According to Diehl, who took over as CEO of Telekom Deutschland from current T-Mobile US CEO Srini Gopalan last year, the German business is on track to reach its target of accelerating fibre adoption to a run-rate of 1 million new customers in 2027. He noted that the penetration rate would then stand at 20%. 

Germany did see a slight dip in revenue, however, which DT blamed on lower terminal equipment revenues: Total revenue decreased by 0.4% to €25.6bn.

Over in the US, T-Mobile published its 2025 financials earlier in February and has maintained its traditional strong performance under Gopalan. Service revenues grew by 7.8% in 2025 to $71.3bn and adjusted EBITDAaL rose by 6.8% to $33bn.

In Europe, DT said the national companies “closed out the year with extremely good financial performance indicators”. Adjusted EBITDAaL increased by 5.4% in organic terms to €4.7bn. “This segment has now posted eight successive years of year-on-year earnings growth per quarter,” DT added.

The formerly troubled enterprise unit T-Systems has also developed well, with a 2.5% increase in revenue to €4.1bn. Adjusted EBITDAaL grew by a healthy 15.7% to €427m. 

Germany and Europe continue to complain about the European Union’s regulatory stance meanwhile. Notably, DT has expressed less-than-favourable views about the proposals contained within the new Digital Networks Act.

Leroy, DT’s head of Europe, reiterated that “we are very disappointed with the DNA in Europe”, with the exception of clauses relating to spectrum, which includes elements around the longer duration of mobile spectrum licences and making licences renewable by default, and a unified, pan-EU approach to satellite services spectrum authorisation. 

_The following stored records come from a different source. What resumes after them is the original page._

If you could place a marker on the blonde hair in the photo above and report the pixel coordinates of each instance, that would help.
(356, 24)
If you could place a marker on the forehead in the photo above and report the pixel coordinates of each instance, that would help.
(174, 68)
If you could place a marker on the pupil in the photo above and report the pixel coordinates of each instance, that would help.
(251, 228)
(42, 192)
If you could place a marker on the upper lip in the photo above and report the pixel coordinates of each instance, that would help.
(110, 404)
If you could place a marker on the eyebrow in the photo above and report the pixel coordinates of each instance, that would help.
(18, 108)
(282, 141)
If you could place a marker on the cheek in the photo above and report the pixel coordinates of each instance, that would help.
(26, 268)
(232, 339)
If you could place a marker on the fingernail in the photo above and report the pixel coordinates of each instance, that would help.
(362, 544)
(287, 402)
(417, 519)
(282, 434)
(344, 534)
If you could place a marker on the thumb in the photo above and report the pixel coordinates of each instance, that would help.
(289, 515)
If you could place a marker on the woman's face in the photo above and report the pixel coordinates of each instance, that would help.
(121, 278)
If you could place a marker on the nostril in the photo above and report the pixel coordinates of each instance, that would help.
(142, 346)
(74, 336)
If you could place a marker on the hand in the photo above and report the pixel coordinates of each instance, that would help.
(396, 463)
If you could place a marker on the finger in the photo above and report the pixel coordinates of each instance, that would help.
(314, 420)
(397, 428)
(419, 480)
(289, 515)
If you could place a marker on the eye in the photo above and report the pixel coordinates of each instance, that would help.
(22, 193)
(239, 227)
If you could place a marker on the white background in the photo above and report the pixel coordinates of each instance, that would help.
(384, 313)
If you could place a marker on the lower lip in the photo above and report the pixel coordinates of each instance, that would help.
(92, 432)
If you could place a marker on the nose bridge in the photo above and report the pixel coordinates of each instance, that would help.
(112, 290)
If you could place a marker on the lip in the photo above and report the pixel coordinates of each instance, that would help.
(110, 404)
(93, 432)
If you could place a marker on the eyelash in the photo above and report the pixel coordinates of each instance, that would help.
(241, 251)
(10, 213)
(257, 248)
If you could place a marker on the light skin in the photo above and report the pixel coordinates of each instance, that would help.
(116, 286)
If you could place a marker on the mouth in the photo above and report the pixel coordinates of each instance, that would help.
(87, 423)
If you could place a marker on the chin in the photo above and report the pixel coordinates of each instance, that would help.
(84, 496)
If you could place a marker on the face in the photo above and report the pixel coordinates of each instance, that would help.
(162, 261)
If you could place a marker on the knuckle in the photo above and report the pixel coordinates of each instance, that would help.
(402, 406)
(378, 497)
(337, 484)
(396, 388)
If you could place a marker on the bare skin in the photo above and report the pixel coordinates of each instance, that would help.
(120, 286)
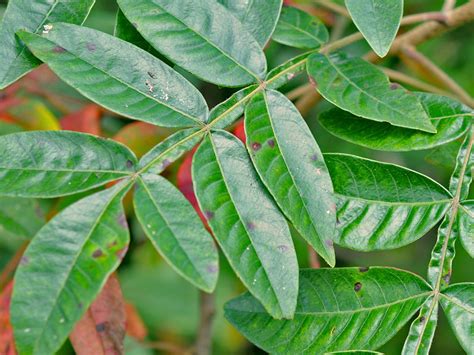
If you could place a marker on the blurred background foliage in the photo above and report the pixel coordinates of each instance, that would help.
(162, 307)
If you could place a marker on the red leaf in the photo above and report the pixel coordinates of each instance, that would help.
(85, 120)
(7, 343)
(101, 331)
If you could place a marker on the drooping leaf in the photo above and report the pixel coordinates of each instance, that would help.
(232, 109)
(360, 88)
(383, 206)
(466, 226)
(338, 309)
(458, 304)
(292, 168)
(175, 230)
(249, 228)
(450, 118)
(50, 164)
(57, 281)
(378, 20)
(118, 75)
(32, 16)
(212, 44)
(101, 331)
(297, 28)
(258, 17)
(422, 329)
(170, 150)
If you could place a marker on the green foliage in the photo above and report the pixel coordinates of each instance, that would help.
(250, 196)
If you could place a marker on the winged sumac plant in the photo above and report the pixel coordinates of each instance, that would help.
(248, 193)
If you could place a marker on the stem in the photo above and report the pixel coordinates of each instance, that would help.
(207, 309)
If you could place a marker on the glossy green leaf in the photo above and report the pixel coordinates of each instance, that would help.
(297, 28)
(450, 118)
(247, 224)
(466, 226)
(383, 206)
(292, 167)
(176, 231)
(15, 59)
(378, 20)
(338, 309)
(119, 75)
(57, 281)
(210, 43)
(458, 305)
(362, 89)
(259, 17)
(55, 163)
(422, 329)
(170, 150)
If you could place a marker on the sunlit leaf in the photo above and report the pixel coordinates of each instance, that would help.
(338, 309)
(247, 224)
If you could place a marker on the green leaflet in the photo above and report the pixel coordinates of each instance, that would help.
(258, 17)
(360, 88)
(29, 15)
(127, 80)
(383, 206)
(458, 304)
(450, 118)
(56, 282)
(54, 163)
(170, 150)
(466, 226)
(292, 167)
(175, 229)
(247, 224)
(378, 20)
(338, 309)
(212, 44)
(297, 28)
(422, 329)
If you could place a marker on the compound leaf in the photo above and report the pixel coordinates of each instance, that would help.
(338, 309)
(29, 15)
(297, 28)
(360, 88)
(119, 75)
(55, 163)
(64, 269)
(383, 206)
(247, 224)
(378, 20)
(200, 36)
(450, 118)
(175, 229)
(292, 167)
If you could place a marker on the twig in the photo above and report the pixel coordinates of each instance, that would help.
(207, 309)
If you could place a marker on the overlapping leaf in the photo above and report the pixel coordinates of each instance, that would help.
(338, 309)
(176, 231)
(247, 224)
(65, 267)
(211, 43)
(378, 20)
(50, 164)
(383, 206)
(119, 75)
(259, 17)
(458, 304)
(292, 168)
(360, 88)
(28, 15)
(299, 29)
(450, 118)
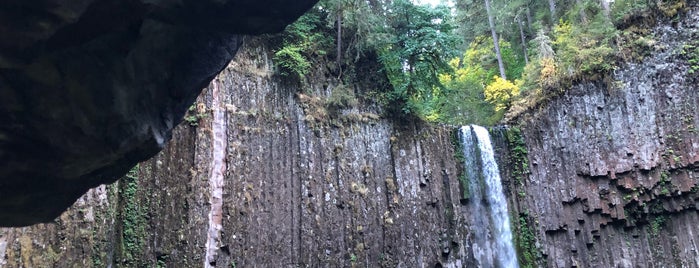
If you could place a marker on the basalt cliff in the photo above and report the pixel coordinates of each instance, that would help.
(265, 172)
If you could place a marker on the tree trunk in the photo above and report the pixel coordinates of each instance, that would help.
(529, 19)
(605, 8)
(524, 40)
(339, 40)
(495, 40)
(552, 9)
(583, 15)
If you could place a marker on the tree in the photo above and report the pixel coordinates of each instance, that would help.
(495, 40)
(422, 40)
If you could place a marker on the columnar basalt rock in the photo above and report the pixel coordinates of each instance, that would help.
(614, 164)
(89, 88)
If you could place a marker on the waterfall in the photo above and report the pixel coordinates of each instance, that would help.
(490, 226)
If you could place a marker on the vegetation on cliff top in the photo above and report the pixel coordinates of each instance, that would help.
(469, 61)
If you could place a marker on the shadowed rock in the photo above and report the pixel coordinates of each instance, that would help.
(88, 88)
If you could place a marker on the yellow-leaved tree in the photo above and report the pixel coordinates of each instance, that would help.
(500, 93)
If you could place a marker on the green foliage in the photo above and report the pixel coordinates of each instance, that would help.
(500, 93)
(302, 41)
(525, 243)
(416, 53)
(518, 153)
(193, 115)
(134, 216)
(690, 53)
(462, 99)
(291, 62)
(342, 97)
(583, 51)
(625, 11)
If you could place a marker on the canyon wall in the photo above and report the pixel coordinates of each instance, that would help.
(270, 173)
(613, 166)
(264, 173)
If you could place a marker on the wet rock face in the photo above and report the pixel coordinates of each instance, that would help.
(615, 166)
(89, 88)
(262, 175)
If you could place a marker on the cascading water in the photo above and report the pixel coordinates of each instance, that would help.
(492, 245)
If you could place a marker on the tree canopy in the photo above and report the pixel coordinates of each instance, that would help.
(472, 61)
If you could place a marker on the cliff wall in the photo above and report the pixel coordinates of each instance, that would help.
(269, 173)
(613, 165)
(263, 173)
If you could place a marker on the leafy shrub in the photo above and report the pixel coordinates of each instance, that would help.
(500, 93)
(290, 61)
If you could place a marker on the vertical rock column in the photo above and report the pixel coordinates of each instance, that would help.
(218, 168)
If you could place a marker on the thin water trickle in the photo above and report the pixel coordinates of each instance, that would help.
(490, 225)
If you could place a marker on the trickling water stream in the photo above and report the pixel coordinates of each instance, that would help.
(492, 245)
(218, 167)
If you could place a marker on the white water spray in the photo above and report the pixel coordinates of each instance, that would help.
(490, 222)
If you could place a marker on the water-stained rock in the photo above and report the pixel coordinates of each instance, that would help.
(88, 88)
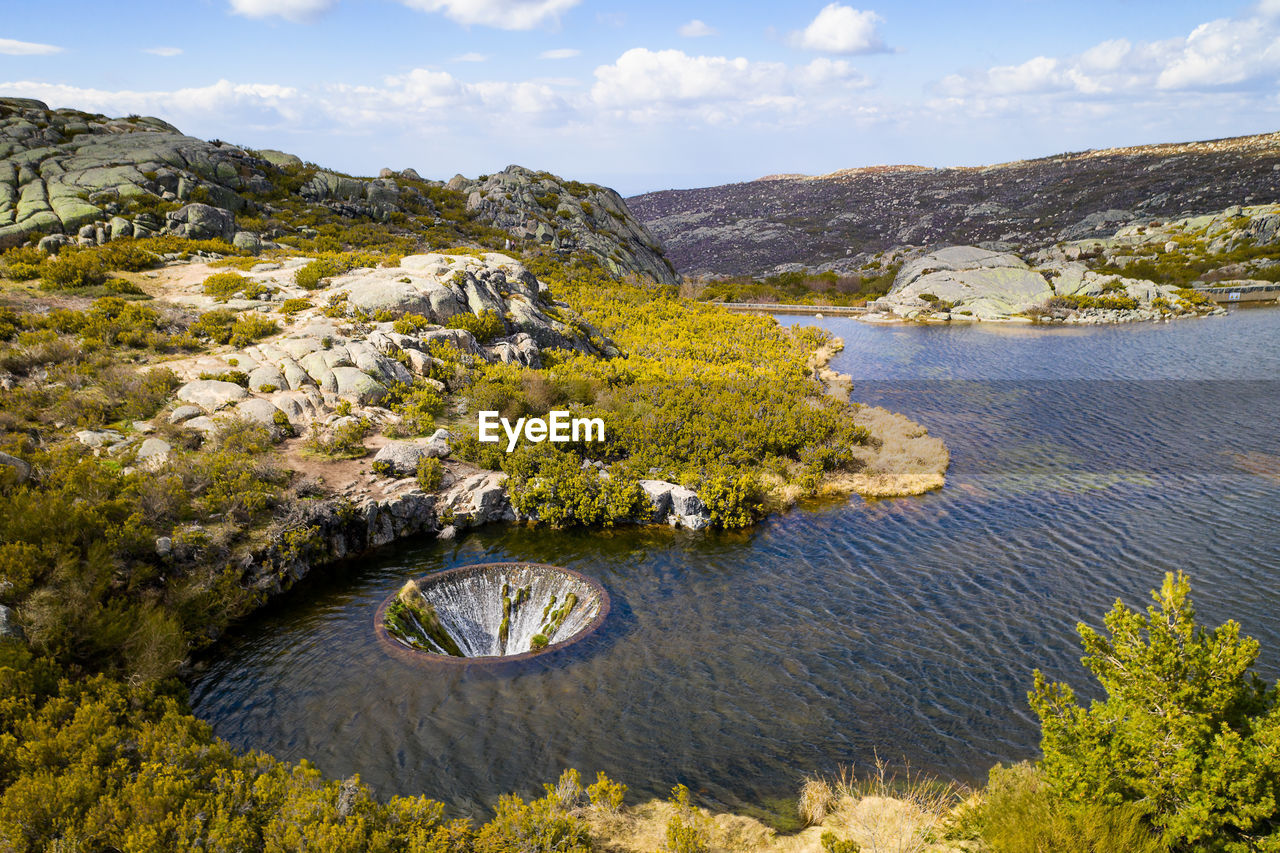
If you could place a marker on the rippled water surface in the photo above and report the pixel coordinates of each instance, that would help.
(1084, 465)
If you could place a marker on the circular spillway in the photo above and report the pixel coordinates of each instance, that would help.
(490, 612)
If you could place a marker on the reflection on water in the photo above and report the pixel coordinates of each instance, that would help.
(1084, 465)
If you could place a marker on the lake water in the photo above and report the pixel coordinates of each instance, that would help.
(1086, 464)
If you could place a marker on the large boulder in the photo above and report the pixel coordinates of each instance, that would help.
(10, 466)
(675, 505)
(359, 386)
(202, 222)
(986, 284)
(211, 395)
(400, 457)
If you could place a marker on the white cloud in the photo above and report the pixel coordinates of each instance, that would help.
(288, 9)
(645, 85)
(841, 30)
(1224, 54)
(14, 48)
(236, 104)
(695, 28)
(502, 14)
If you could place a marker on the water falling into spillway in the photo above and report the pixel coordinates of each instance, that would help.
(492, 611)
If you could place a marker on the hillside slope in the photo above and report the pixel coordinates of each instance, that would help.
(78, 177)
(755, 227)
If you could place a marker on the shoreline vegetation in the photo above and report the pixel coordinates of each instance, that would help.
(119, 560)
(122, 559)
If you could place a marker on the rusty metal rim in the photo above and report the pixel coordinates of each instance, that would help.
(414, 656)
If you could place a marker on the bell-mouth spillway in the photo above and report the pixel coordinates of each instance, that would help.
(490, 612)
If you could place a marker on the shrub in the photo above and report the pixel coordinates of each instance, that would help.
(310, 277)
(1185, 733)
(1019, 813)
(417, 407)
(124, 287)
(831, 843)
(539, 826)
(816, 799)
(606, 794)
(224, 286)
(72, 269)
(732, 497)
(411, 324)
(343, 441)
(127, 255)
(430, 473)
(224, 325)
(553, 487)
(485, 327)
(686, 830)
(237, 377)
(23, 263)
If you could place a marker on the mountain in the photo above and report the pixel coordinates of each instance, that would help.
(830, 220)
(67, 176)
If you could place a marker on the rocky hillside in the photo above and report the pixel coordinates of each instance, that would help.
(841, 219)
(68, 176)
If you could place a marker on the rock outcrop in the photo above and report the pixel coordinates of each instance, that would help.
(967, 283)
(676, 505)
(567, 214)
(346, 349)
(83, 178)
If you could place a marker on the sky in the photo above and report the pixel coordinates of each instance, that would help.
(661, 94)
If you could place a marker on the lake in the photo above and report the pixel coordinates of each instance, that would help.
(1086, 464)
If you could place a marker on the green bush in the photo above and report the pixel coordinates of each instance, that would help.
(833, 844)
(72, 269)
(127, 255)
(417, 406)
(734, 498)
(485, 327)
(344, 441)
(686, 830)
(607, 794)
(224, 325)
(553, 487)
(224, 286)
(1185, 734)
(1019, 813)
(23, 263)
(430, 473)
(237, 377)
(411, 324)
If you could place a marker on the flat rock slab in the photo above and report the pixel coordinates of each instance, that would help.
(211, 395)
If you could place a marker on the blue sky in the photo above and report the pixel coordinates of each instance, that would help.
(654, 95)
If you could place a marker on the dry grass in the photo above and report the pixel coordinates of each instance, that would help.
(885, 812)
(903, 459)
(817, 798)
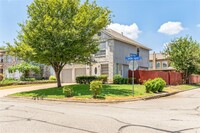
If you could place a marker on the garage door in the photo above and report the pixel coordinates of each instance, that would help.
(80, 72)
(67, 76)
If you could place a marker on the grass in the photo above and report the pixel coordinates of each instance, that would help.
(109, 92)
(17, 86)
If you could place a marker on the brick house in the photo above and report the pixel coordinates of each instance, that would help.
(110, 59)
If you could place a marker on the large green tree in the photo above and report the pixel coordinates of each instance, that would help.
(58, 32)
(184, 55)
(25, 68)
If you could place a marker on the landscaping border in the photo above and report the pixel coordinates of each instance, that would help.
(102, 101)
(28, 82)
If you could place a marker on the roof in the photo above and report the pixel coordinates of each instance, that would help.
(117, 36)
(159, 56)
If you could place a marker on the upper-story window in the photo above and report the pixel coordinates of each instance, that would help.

“But all other points really do not lead the way for the telecom sector,” she added. 

Looking ahead, the overall group remains optimistic for the coming year. Adjusted EBITDAaL is anticipated to increase to around €47.4bn, and free cash flow after leases to around €19.8bn. “This guidance places the group clearly on track to achieve the ambition levels it presented at the 2024 Capital Markets Day,” DT added.